In a recent speech, Treasury chief economist Dominick Stephens suggested genuine growth will rely on policy reform rather than cash-rate reductions. It is up to the government to act, not simply take credit on behalf of other agencies performing their roles. That’s likely to generate friction within the coalition as Act and New Zealand First advocate for economic nationalism and free market liberalism, respectively.
Delivery doubts
A few days after the government’s bizarre OCR press conference, Chris Hipkins addressed Labour’s annual conference in Christchurch. One of the policy promises in his keynote speech was to complete the rebuilding of Dunedin Hospital, which National has scaled back, blaming escalating costs.
This may have been good politics for a South Island event, but the government gleefully noted that Hipkins’ predecessor, Jacinda Ardern, promised to build the hospital when she was in opposition then failed to do so in government, while Hipkins presided over a sequence of catastrophic cost blowouts and delivery failures in his education portfolio from 2017-23.
Labour insists it’s now listening to voters – which is nonsense; at this point in the cycle it is wisely listening to its own party members and activists, trying to prevent a divisive civil war.
But listening isn’t the problem. Voters want hospitals. The real problem is that there’s no reason to believe a Hipkins restoration government would be able to build one.
The party’s signature campaign policy last year was GST off fruit and vegetables, arguably the most vapid, inane offering ever presented to the New Zealand public by a major party.
What Labour really needs is a theory of government that will allow it to formulate credible solutions to the problems facing the country and to deliver on its promises when it’s back in office.
Hollow centre
For most of the MMP era, New Zealand has cycled between moderate coalitions dominated by either National or Labour, with a centrist coalition partner – New Zealand First, United Future, the then Māori Party – attenuating the potential radical influence of Act or the Greens. Labour promised capable government, especially in the health and education sectors, along with moderate progressive change. National offered economic competence and social stability.
But Labour’s majority victory in 2020 upset that equilibrium. It delivered a much more expansive interpretation of the Treaty of Waitangi, matched with a shocking deterioration in the party’s capacity to govern.
Hipkins’ current strength is primarily a function of Luxon’s weakness.

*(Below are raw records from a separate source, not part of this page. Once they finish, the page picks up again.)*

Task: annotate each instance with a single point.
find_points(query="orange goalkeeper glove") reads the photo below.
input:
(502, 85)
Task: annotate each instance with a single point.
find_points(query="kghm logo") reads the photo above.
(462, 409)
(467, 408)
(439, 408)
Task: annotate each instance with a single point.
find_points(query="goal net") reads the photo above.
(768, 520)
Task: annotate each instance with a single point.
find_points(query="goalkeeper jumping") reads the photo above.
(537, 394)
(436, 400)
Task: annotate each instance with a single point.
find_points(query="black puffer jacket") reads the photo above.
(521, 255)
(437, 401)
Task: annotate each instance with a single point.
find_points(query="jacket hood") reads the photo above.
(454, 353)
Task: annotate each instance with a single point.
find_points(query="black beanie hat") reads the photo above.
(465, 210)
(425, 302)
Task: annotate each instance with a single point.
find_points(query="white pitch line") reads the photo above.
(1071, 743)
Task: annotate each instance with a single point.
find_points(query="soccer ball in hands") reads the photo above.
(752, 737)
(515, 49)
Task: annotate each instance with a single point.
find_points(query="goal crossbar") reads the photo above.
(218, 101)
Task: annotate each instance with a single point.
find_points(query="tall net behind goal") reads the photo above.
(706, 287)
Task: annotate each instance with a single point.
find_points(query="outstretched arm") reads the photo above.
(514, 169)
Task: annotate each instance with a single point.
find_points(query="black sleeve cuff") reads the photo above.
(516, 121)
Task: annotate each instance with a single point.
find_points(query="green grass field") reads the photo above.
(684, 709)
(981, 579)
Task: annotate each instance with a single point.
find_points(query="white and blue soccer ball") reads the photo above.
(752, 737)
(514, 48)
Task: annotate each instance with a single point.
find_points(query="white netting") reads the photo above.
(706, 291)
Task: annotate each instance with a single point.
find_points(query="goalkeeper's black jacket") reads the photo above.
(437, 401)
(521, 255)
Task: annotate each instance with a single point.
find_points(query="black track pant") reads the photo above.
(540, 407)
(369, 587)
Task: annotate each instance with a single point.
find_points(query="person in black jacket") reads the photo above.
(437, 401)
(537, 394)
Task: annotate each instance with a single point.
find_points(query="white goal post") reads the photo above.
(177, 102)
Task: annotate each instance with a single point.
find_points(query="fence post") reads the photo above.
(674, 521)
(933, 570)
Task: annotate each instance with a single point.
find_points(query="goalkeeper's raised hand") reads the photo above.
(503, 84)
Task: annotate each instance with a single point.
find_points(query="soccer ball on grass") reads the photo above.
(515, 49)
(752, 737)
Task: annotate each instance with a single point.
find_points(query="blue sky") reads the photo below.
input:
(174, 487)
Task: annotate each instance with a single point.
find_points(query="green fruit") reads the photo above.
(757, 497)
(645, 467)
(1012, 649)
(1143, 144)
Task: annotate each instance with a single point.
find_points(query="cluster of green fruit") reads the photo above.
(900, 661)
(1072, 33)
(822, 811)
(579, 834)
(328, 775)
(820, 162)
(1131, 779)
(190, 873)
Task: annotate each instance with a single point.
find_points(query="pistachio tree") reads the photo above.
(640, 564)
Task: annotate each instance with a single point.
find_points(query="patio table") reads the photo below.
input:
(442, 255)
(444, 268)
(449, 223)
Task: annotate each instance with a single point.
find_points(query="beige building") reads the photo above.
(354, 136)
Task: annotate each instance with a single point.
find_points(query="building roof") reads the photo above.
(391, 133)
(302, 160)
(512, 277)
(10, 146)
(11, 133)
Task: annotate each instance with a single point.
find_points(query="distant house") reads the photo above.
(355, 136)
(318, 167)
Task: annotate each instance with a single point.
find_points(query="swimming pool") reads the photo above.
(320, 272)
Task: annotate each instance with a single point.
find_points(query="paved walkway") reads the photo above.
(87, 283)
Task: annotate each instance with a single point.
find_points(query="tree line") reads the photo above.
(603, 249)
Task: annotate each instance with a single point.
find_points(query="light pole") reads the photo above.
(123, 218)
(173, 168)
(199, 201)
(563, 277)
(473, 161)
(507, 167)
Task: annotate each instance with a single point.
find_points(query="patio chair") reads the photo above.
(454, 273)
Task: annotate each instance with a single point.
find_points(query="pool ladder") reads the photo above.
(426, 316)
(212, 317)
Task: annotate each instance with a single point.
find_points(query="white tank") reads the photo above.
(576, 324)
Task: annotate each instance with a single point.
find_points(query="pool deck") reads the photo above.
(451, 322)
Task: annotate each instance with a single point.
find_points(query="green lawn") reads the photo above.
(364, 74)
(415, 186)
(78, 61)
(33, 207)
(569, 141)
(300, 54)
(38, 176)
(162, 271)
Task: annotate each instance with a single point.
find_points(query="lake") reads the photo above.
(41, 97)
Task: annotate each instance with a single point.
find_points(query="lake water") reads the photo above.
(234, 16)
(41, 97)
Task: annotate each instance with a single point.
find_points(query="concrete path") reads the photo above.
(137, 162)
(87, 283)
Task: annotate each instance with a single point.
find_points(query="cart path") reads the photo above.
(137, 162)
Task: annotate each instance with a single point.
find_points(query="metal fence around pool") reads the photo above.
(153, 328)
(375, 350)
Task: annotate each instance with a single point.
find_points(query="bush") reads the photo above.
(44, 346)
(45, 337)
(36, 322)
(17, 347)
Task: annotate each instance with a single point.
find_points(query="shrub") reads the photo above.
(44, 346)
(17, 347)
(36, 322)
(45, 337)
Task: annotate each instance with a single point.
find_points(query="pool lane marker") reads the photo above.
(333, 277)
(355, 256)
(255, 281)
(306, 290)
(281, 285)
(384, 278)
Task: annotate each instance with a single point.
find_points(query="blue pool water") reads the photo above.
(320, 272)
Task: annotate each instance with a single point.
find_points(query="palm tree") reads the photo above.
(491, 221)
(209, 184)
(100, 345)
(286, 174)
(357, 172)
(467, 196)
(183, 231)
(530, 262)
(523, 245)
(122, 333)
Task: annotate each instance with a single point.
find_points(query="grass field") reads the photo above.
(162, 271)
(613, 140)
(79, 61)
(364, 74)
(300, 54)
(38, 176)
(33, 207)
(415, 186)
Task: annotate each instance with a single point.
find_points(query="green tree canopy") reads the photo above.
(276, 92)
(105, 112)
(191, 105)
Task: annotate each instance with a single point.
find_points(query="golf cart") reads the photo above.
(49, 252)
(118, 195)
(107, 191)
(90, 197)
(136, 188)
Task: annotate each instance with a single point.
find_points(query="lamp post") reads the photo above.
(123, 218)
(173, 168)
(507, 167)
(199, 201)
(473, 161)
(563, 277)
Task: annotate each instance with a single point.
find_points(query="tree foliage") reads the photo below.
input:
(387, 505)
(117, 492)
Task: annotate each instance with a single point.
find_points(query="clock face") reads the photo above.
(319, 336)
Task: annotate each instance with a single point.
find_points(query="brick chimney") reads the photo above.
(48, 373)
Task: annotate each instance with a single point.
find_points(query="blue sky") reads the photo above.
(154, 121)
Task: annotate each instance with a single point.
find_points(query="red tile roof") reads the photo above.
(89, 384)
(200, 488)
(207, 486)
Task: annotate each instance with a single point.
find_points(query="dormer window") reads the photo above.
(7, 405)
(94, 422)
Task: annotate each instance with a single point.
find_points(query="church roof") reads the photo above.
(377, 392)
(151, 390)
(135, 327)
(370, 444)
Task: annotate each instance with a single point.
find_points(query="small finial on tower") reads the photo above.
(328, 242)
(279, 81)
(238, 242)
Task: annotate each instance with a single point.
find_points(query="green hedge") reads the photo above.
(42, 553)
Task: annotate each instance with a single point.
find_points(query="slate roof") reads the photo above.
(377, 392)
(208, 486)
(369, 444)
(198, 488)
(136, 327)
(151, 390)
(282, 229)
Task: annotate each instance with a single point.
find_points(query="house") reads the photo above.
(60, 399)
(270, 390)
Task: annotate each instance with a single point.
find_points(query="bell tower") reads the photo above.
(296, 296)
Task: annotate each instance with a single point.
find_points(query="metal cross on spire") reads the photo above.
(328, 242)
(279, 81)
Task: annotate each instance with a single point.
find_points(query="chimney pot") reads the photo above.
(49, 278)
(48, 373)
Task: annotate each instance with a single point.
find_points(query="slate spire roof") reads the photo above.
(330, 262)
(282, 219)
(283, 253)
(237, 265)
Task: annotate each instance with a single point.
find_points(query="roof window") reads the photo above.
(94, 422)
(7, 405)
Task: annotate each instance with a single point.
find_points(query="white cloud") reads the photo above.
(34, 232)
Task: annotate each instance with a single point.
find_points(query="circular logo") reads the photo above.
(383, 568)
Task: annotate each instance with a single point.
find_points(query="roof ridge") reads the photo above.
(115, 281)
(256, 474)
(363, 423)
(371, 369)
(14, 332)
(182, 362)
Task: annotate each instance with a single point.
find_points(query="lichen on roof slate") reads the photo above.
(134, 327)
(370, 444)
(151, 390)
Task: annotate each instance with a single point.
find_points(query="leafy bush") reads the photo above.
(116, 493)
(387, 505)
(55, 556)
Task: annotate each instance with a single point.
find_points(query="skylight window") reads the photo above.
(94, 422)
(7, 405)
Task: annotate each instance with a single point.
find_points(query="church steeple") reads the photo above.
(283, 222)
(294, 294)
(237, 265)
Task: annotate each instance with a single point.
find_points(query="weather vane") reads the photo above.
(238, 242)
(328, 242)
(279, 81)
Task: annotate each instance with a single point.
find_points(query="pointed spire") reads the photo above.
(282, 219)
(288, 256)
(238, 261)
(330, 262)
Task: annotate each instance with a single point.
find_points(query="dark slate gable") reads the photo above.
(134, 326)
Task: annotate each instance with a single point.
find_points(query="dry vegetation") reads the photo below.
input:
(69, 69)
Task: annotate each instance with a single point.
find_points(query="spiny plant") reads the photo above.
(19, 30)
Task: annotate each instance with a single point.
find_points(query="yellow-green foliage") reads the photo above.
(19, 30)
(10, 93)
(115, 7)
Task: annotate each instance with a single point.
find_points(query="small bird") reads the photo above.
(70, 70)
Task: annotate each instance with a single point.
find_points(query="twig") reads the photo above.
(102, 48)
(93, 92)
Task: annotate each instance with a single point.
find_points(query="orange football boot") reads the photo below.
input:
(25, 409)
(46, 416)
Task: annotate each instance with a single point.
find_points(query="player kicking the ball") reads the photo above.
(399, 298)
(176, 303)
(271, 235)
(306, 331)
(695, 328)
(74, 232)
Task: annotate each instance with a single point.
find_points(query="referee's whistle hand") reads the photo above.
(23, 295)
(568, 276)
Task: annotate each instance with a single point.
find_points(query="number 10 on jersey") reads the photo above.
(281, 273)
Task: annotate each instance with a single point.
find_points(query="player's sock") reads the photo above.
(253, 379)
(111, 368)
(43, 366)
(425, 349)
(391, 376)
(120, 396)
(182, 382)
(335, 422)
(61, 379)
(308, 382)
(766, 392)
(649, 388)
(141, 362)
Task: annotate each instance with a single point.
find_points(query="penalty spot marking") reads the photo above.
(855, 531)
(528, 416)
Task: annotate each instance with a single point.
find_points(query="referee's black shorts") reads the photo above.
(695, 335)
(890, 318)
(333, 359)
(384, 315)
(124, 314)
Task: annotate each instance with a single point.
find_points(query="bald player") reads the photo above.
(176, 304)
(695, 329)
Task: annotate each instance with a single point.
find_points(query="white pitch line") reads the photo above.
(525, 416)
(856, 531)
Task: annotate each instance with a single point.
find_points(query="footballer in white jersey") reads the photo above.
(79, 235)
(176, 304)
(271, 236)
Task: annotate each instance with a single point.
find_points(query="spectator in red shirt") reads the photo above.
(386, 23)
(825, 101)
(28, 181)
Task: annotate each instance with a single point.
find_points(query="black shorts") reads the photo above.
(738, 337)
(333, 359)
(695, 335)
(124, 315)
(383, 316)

Now we have a right-wing government that is visibly struggling to deliver economic management – outside of simply telling us that it is – while one coalition partner prosecutes a counter-reaction to Labour’s treaty revolution. We see this shift represented in the parliamentary parties and their organisation into adversarial blocs: the opposition have started releasing joint press releases, co-signed by Labour, the Greens and Te Pāti Māori, matching the three right-wing parties of the coalition.
Is this the new pattern of New Zealand politics? Will we spend the next few decades ricocheting between these left-right factions dominated by hollowed-out majority parties shuffling from election to election like zombies? It feels like an unstable system. There’s a vacuum in the centre.
National’s MPs will go into their summer break wondering who they might replace their current leader with – probably either Willis, Erica Stanford or Chris Bishop.
Labour faces the grimmer prospect of not replacing its leader because there’s no one to replace him with. Although Hipkins’ current strength is primarily a function of Luxon’s weakness, he’s still the party’s best bet to win in 2026, leading to what is likely to be another botched, shambolic three years in power.
The rest of us should contemplate what purpose the majority parties serve as we proceed into an uncertain future amid an ongoing period of national decline.